Writing code that will produce the same results across time, host machines, and people running the code is self-evidently important. Here are some ways to improve the reproducibility of scripts.

4.1 Use flexible coding

Using flexible coding helps prevent unintended consequences when something is changed upstream and decreases the likelihood of mistakes.

4.2 Avoid setwd() and rm(list = ls())

There is an entire post by Jenny Bryan on why setwd() and rm(list = ls()) should be avoided.

Briefly, setwd() relies on a hard coded path that must be changed if anyone else uses the code or if the file is moved on the host machine. A better alternative is to use the here package, which is flexible across machines and does not require other users to change the path if they are running the script from the same project directory. This is why here() works particularly well with R Projects, which retain the structure and content of projects across directories or machines.

Many people use rm(list = ls()) to clean their environment at the start of a script. However, rm(list = ls()) does not create a new R session, which means that there may still be hidden dependencies (libraries, functions) that the author of the code is unaware of but that will prevent the code from running for a different user.

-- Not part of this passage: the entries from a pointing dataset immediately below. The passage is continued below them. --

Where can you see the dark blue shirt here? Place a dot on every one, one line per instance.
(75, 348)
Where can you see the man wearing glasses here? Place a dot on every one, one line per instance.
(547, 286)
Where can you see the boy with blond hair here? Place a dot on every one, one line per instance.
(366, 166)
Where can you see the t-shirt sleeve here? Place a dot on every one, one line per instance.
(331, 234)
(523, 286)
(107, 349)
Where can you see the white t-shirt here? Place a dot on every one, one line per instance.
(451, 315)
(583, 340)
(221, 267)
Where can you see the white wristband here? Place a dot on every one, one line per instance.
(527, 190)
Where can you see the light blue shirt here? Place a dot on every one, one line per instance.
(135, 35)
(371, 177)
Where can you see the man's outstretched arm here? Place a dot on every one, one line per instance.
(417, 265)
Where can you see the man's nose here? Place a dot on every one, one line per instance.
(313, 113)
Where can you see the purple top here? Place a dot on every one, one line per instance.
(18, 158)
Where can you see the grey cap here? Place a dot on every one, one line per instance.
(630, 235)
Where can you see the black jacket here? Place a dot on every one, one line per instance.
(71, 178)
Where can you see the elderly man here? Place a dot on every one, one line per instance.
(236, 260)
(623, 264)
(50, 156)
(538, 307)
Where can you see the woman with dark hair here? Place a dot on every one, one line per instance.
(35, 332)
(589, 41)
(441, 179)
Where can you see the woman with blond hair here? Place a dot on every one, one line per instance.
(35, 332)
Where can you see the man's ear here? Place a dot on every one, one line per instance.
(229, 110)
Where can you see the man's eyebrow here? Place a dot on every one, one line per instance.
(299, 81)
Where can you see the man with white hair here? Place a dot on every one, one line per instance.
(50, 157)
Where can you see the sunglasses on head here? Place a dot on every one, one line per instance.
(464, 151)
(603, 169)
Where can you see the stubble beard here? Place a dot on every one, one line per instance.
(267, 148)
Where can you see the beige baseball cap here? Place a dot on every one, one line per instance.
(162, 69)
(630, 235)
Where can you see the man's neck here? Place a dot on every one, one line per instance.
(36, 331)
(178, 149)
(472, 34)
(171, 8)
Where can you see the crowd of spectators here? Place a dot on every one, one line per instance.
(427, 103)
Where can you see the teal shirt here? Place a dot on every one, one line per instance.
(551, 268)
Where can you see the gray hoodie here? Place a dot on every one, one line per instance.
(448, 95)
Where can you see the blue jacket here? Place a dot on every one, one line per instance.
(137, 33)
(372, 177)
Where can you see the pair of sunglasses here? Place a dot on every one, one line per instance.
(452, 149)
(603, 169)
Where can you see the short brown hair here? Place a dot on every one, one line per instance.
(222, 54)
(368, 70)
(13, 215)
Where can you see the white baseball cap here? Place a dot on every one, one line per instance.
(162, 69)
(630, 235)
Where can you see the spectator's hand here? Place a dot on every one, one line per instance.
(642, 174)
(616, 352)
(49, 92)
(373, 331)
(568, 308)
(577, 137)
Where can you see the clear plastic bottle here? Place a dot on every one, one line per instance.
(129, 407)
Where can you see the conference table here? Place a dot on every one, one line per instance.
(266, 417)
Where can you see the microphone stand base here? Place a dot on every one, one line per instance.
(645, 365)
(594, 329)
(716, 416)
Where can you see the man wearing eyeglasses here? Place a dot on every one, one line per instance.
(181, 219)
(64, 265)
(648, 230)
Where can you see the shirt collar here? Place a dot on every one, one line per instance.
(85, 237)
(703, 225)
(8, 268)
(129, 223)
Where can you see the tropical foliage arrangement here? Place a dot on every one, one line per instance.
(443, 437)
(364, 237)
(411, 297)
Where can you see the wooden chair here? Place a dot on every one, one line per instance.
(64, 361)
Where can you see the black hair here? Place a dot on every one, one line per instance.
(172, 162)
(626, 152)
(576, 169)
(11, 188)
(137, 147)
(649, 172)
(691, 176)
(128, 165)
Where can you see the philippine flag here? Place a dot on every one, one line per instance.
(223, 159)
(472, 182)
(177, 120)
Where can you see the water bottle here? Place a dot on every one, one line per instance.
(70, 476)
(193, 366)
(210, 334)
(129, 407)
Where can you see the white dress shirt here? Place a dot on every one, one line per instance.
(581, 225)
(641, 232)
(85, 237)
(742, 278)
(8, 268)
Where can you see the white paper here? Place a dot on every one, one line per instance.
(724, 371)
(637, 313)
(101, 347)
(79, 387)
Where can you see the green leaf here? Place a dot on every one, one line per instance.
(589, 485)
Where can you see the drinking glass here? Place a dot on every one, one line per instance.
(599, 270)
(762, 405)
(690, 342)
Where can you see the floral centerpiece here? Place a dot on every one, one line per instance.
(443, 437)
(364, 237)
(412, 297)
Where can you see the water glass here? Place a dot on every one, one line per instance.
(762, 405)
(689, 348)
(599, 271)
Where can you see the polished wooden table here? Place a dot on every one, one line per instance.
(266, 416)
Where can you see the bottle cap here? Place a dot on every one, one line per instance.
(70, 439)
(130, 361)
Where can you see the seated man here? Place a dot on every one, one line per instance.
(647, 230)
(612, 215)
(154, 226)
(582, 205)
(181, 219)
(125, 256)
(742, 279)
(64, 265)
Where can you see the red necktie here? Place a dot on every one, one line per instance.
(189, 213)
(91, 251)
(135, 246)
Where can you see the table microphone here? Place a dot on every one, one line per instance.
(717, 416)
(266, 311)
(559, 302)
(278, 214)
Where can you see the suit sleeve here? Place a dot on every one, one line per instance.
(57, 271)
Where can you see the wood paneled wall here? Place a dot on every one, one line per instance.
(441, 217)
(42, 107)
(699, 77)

4.3 Don’t save your workspace

It is a good idea to start every work session with a clean environment so you know what packages or dependencies the code requires. Toward that end, don’t save your workspace.

- Go to RStudio > Preferences...
- Uncheck the box for "Restore .RData into workspace at setup".  
- Set "Save workspace to .RData on exit" to "Never".  

4.4 Use library() not require()

Using require() silences warnings that may be necessary for the user to properly implement certain functions. See Yihui Xie’s blog post for a full discussion.

4.5 Use version control

Version control is a means of recording changes between different versions of a file over time. It provides the ability to “roll-back” changes and recall an earlier version of a file. Git and Github are a particularly useful means of version control as RStudio has a Git integration that makes version control a bit easier for those who are new to it or who less comfortable using the command line. This book by Jenny Bryan is a wonderful resource for getting started.

See also

4.6 Track package versions

It is a good idea to track package versions used in your code. That way, if anything changes in the package, you will know what version is needed to make your code work. There are a few different ways to track package versions in R Projects. One is {packrat}, which when it works provides a snapshot of all your package versions for a project. However, it is difficult to use and can be buggy. Another option still earlyi in development is {renv}, which like {packrat} uses private package libraries to track package versions. {renv} is by developed by RStudio and is therefore likely to provide code base with ongoing maintainence. The third and likely most robust means of version controlling your packages and code environment is {drake}, which creates a reproducible build system stable across systems and time. While {drake} is probably the best option in terms of reproducibility, it requires a genuine commitment to get up and running that is not for the faint of heart.

5 Use functions

If you’re copy pasting code with few changes, write a function instead. Nice R Code has a good introduction to writing functions for those new to the idea. For a more in-depth introduction to functions, see Hadley Wickham’s chapters on functional programming in the R for Data Science book, or see a more in depth discussin in his Advanced R book. It is generally better to choose vectorization over loops as functions require less text and can run more quickly.

When writing functions:

  • Write simple functions that do only one thing.
  • Create files of related or single functions.
  • Document them well.

  1. The best practices discussed here are based on personal experience and the resources referenced in the post. They are not hard rules, nor are they immutable. There is a degree of personal preference inherent in the guidelines and my thoughts on these practices will likely continue to evolve with time and experience.